Dr. Zuhdi Jasser began his talk by noting that we often look at Muslims and Islam through the lens of acts of terror. Drawing on his work as a physician, Dr. Jasser stated that we cannot just continue to treat the symptoms of terrorism (i.e. the violent acts of terror), but we must begin to treat the disease (i.e. the root causes of extremism, the violent ideology of Islamism). Dr. Jasser spoke about his childhood and growing up in the Midwest, the son of Syrian immigrants. He said he felt like he could more of a Muslim in this country than he could in any “so-called Muslim country”.
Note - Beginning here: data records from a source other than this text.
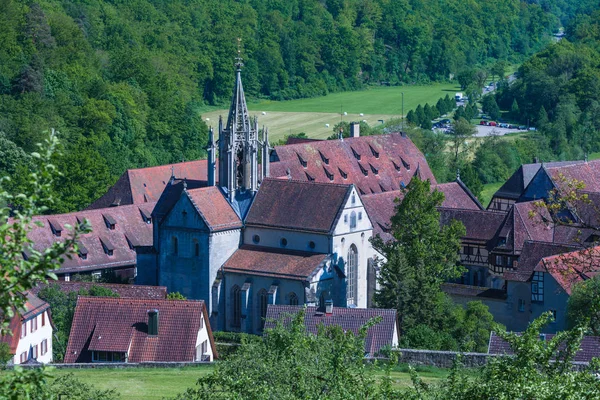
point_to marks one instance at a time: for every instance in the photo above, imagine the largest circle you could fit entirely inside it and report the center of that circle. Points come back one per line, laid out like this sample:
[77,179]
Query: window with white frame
[351,275]
[521,305]
[537,287]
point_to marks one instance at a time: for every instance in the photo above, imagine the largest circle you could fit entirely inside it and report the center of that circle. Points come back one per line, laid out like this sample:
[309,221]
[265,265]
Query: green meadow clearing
[158,383]
[311,115]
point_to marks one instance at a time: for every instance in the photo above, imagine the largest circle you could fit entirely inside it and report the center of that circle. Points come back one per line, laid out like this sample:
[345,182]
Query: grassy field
[158,383]
[311,115]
A majority of his talk focused on the “Islamist Establishment”: those who lead the Muslim community and think Muslims should collectivize under one idea. He stressed that the main way to take down the Islamist Establishment (which he calls the “cancer of Islam”) is to advocate for the separation of mosque and state. He offered three things that need to end in order to achieve this: the concept of the ummah as the state, the Islamic statecraft, and the blasphemy and apostasy laws.

In terms of foreign policy, he called the Organization of the Islamic Conference (OIC) today’s “neo-caliphate” and said it is time for the U.S. to take the “ideological offensive” against them. The Middle East, he argued, does not have to be a binary choice between theocracy and dictatorship, but to move forward, Muslims need to “stand up and fight [their] own fight and lead [their] own reform.”